For me, this magazine sums up everything which was great and unique about the Sam Coupé. No other computer could possibly have inspired a magazine like this one: a very polished, professional-looking, well-written A5 paper magazine, filled from cover to cover with the deepest, most hardcore technical articles you could ever imagine.
Sadly only two issues were ever produced.
The first thing that hits you when skimming through the issue is the quality of the presentation. Simon works as a professional journalist, and it shows: If there's one Sam magazine you'd show off to all your scornful neighbours, this has got to be it. It beats anything else I've seen, certainly including the copy of Crashed! which their editor was shoving up my nose last April. I mean wow, it's superb.
And then you notice the other outstanding feature - the outstanding features! What more would you expect from these people? An explanation of Sample routines from Stefan Drissen , the man who wrote the most famous MOD player in existence. The lowdown on the Z380 (a high speed, 16-bit processor compatible with SAM's programs) from Martin Rookyard , the man building the accelerator. An introduction to Dalmation, the Sam's very own bulletin board, from the person who operates it. A guide to Sam on the internet, from someone who writes for Net User. And even more articles, from well-informed people who really do know what they're talking about.
Admittedly this wouldn't be everyone's cup of tea - these articles get down into some really technical details, hugely more involved than anything you'll ever find anywhere else. Not for beginners; if this magazine had a column called "Machine Code for Wimps" it would not be a five-easy-lessons beginners' guide so much as an in-depth analysis of Windows systems, mouse control and graphical user interfaces. Nobody else has ever tried this approach, but it works an absolute treat, filling as it admirably does a gaping hole in the market. It has been said on numerous occasions that the Sam is a wonderful machine to work _with_, ideal for the somewhat unfashionable "hobbyist" view of a computer user. Based on an idea is the perfect compliment to that sort of computer use.

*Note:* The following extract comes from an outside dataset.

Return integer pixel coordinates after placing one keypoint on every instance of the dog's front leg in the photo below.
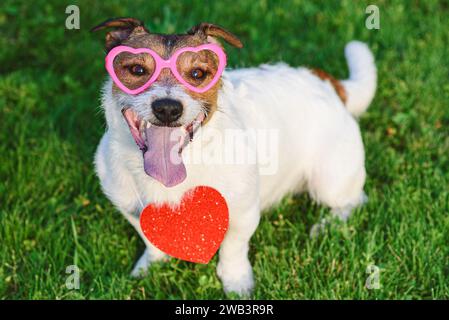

If you want a magazine full of, and I quote, "good, heavy, technical stuff" then this is undoubtably for you. If you want to know what projects people are getting up to, then this is for you. If you just want an entertaining, informative, interesting, intellectual read, buy Zodiac and then Based on an Idea - this should be an addition to everybody's shopping list, but not in preference to your usual magazines since it covers completely different ground and, sensibly, doesn't try to report the same things which are already in half a dozen other magazines. To sum up, it is a first class production which, given that there is any justice in the world, should quickly go from strength to strength. Unreservedly recommended.